Penelitian ini merupakan penelitian kuantitatif dengan desain cross sectional. Populasi penelitian adalah seluruh perawat ruang rawat inap sebanyak 70 orang, dengan sampel 60 perawat dengan metode menggunakan teknik total sampling. Penelitian ini dilakukan pada tanggal 26-29 Agustus 2025. Data dikumpulkan menggunakan kuesioner kepemimpinan, komunikasi, lingkungan kerja, dan keselamatan pasien. Analisis data dilakukan secara univariat dan bivariat menggunakan uji Chi Square tingkat signifikansi p<0,05.

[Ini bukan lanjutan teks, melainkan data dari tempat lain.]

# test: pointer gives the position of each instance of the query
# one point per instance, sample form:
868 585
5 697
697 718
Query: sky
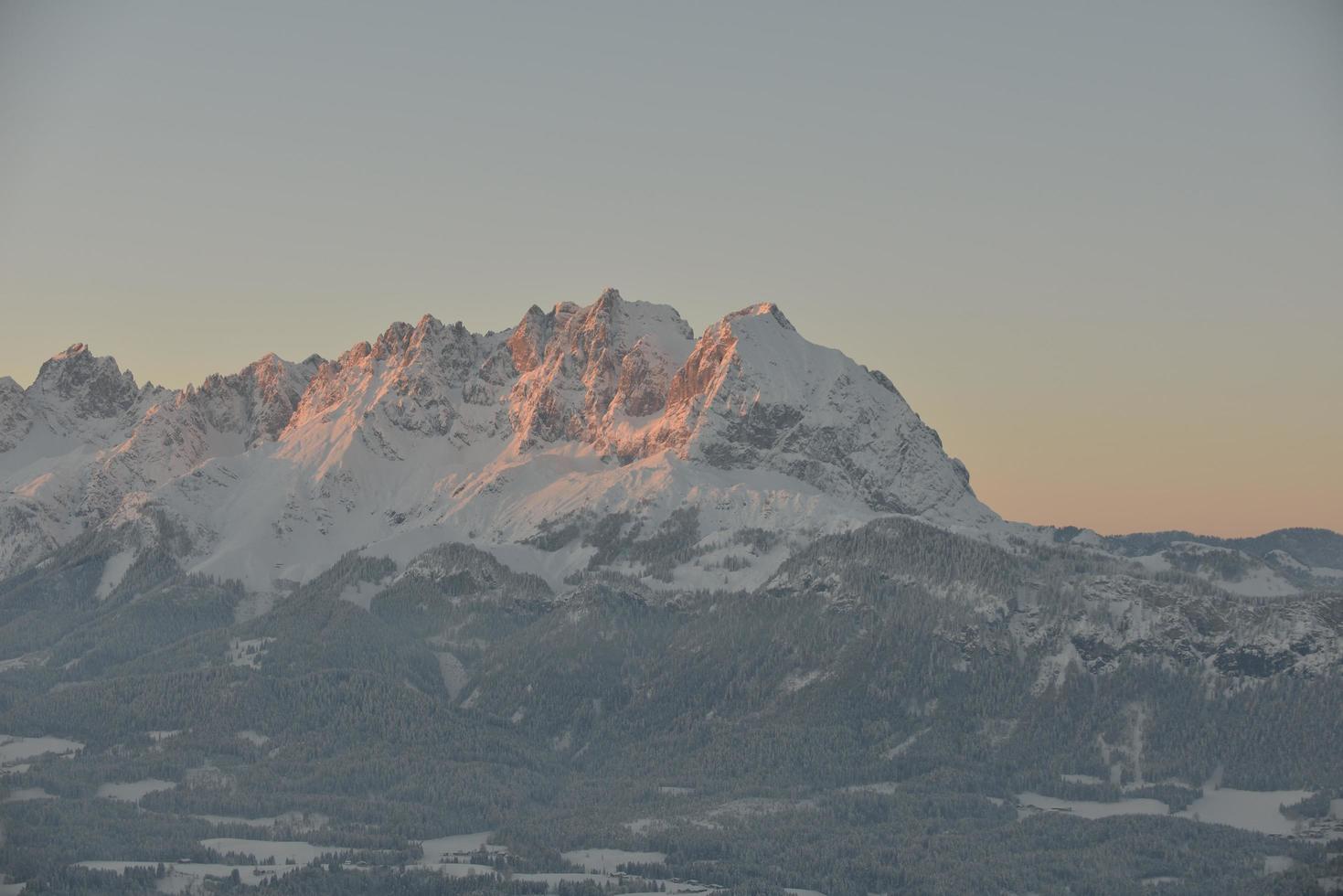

Hasil penelitian menunjukkan bahwa (43,3%) responden menyatakan keselamatan pasien kurang baik, (40,0%) menilai kepemimpinan kurang baik, (43,3%) komunikasi kurang baik, dan (38,3%) lingkungan kerja kurang baik. Uji Chi Square memperlihatkan adanya hubungan signifikan antara kepemimpinan (p = 0,000), komunikasi (p = 0,000), dan lingkungan kerja (p = 0,000) dengan keselamatan pasien di ruang rawat inap RSUD Dr. Rasidin Padang tahun 2025.

Kesimpulan, bahwa kepemimpinan, komunikasi, dan lingkungan kerja memiliki hubungan yang bermakna dengan keselamatan pasien. Diharapkan pihak rumah sakit dapat meningkatkan efektivitas kepemimpinan, memperbaiki kualitas komunikasi, serta menciptakan lingkungan kerja yang kondusif untuk mendukung penerapan budaya keselamatan pasien yang optimal.

References

Ekaningtiyas. (2023). Faktor yang Berhubungan dengan Pelaporan Insiden Keselamatan Pasien oleh Perawat di RSUD Penembahan Senopati Bantul Yogyakarta. Jurnal Surya Muda, 5(1).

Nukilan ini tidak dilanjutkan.